Lo poco que se hace de rastrillaje, según explicó, lo realizan ellos con recursos propios alquilando una avioneta, con ayuda de la municipalidad de Necochea, de donde son oriundos.
Entre otras cosas, Graciela cuestiona que la embarcación tardó 5 días en ingresar a puerto, tiempo en el cual podrían haberse borrado todas las pruebas si se tratara de otra cosa y no de un golpe de agua que arrojó el cuerpo al mar.
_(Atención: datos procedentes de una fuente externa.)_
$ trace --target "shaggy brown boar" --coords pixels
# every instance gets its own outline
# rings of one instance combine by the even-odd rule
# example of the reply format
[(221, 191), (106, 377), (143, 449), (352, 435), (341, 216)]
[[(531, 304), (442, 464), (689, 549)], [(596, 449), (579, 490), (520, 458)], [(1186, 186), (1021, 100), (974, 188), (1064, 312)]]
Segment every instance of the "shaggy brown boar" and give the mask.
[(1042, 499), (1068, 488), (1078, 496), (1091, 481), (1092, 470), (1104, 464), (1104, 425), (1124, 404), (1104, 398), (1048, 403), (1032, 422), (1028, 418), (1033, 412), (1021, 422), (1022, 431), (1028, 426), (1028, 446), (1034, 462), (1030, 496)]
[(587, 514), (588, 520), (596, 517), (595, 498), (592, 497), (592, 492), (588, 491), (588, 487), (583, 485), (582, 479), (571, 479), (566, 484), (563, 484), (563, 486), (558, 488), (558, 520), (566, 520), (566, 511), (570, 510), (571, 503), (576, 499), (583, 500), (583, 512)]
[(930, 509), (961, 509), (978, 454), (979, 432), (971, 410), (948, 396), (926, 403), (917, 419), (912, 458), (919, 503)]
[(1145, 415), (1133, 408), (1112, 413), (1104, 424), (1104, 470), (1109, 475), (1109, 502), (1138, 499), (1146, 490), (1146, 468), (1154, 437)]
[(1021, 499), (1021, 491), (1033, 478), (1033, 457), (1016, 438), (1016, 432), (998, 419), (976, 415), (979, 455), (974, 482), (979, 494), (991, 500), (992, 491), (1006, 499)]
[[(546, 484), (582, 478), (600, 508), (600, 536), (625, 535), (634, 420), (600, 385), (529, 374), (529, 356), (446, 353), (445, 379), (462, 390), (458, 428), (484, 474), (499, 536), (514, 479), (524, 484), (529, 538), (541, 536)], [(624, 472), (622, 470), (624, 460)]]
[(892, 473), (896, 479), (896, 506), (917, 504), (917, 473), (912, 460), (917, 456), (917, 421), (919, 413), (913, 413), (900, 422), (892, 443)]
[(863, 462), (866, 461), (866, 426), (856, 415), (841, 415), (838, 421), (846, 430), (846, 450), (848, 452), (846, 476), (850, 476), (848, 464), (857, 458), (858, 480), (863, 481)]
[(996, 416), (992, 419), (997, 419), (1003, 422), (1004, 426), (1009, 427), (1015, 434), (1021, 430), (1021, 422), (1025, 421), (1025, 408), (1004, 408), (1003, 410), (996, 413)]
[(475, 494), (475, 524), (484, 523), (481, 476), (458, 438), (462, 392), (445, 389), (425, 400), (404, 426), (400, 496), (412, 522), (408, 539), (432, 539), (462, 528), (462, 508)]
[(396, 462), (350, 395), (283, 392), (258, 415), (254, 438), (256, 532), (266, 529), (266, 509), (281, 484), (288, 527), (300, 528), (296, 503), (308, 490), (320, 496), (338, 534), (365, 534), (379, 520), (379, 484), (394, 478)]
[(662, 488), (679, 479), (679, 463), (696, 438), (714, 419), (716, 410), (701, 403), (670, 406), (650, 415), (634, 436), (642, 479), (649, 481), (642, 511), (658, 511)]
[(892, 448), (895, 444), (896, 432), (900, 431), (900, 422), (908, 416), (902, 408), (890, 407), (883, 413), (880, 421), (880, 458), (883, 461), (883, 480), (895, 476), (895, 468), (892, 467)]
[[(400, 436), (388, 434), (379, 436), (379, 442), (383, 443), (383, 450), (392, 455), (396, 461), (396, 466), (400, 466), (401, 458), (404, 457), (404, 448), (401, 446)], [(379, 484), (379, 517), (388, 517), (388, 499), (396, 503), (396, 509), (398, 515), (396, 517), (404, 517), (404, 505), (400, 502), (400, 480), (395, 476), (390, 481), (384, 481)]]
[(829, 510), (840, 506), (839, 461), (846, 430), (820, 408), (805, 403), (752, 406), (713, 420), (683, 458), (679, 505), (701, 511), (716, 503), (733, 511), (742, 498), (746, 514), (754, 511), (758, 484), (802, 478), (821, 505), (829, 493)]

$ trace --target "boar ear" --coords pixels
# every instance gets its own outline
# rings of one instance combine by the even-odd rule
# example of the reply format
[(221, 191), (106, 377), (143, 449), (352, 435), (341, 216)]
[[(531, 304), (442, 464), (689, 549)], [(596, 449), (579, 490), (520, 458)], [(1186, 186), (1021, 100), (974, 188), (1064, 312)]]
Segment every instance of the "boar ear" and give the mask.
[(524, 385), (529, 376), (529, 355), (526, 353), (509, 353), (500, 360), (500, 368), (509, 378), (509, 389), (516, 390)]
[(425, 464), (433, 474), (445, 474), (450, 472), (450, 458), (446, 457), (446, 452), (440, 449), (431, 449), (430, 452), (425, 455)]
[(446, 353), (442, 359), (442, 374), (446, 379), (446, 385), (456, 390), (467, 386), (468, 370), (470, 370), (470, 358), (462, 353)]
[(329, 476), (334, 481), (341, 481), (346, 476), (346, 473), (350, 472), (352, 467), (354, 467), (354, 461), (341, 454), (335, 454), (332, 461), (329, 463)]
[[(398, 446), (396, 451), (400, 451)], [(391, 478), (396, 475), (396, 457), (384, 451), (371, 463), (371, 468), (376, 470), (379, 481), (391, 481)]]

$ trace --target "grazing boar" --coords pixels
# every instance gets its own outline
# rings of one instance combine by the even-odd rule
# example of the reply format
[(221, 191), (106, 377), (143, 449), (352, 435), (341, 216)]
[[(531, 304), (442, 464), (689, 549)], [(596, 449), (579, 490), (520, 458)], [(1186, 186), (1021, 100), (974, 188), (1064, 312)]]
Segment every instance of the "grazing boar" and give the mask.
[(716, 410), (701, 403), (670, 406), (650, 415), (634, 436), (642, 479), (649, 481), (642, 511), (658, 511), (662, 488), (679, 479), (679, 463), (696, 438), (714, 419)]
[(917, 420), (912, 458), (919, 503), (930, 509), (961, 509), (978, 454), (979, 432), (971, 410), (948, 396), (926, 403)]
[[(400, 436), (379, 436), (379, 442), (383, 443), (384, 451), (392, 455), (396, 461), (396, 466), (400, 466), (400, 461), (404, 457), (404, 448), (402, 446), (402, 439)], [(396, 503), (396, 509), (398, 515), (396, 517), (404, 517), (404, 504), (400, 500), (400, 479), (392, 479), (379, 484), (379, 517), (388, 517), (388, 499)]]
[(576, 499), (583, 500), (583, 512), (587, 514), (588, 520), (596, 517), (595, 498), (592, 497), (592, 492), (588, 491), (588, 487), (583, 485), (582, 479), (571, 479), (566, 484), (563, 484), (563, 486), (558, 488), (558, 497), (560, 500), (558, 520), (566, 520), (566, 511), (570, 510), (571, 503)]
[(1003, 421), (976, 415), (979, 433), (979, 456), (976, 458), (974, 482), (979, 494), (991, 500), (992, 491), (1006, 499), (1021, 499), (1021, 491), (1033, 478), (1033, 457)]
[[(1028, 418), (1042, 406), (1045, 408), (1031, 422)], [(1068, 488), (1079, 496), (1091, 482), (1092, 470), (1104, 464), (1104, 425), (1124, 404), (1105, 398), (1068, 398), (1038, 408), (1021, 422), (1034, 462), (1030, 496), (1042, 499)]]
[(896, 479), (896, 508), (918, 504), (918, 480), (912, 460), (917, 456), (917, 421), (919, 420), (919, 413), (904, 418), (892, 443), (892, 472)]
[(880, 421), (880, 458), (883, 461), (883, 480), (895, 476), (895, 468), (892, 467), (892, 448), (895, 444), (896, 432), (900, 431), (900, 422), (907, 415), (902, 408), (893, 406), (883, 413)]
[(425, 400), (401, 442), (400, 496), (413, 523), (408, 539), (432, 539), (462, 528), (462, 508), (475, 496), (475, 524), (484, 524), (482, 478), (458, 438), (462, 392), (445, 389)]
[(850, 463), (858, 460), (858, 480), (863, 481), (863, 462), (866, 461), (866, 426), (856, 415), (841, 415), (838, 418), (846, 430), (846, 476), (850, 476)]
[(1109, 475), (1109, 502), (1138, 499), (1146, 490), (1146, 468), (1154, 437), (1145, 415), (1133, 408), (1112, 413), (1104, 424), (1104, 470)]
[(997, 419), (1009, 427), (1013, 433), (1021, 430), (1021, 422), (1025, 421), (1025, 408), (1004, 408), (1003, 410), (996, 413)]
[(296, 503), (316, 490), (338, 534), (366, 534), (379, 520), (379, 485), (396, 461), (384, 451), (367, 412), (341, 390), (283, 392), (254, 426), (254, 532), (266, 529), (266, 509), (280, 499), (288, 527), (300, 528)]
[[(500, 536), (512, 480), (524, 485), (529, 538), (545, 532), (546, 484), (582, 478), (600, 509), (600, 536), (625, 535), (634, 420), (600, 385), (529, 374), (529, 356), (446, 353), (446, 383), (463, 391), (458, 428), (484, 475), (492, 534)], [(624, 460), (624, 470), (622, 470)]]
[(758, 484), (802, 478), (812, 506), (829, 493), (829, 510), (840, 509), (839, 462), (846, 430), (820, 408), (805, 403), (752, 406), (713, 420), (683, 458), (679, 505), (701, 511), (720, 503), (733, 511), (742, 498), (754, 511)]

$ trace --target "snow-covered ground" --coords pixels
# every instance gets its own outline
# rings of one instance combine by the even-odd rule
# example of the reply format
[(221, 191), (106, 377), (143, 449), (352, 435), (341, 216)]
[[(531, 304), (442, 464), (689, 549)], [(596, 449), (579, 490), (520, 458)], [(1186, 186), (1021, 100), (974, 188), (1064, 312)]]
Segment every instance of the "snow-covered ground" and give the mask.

Lo llamativo, según refiere la afligida mujer, es que José Ferreyra era una persona de estilo muy bromista, que rara vez pasaba desapercibido, por lo que es muy extraño que nadie haya preguntado por él durante 6 horas y recién hayan asumido su ausencia cuando la tripulación se aprestaba a almorzar.
Cuestionó además que la embarcación desde donde desapareció Ferreyra quede ya liberada para salir a pescar nuevamente y se preguntó si para la empresa armadora los que están a bordo son un simple elemento de trabajo.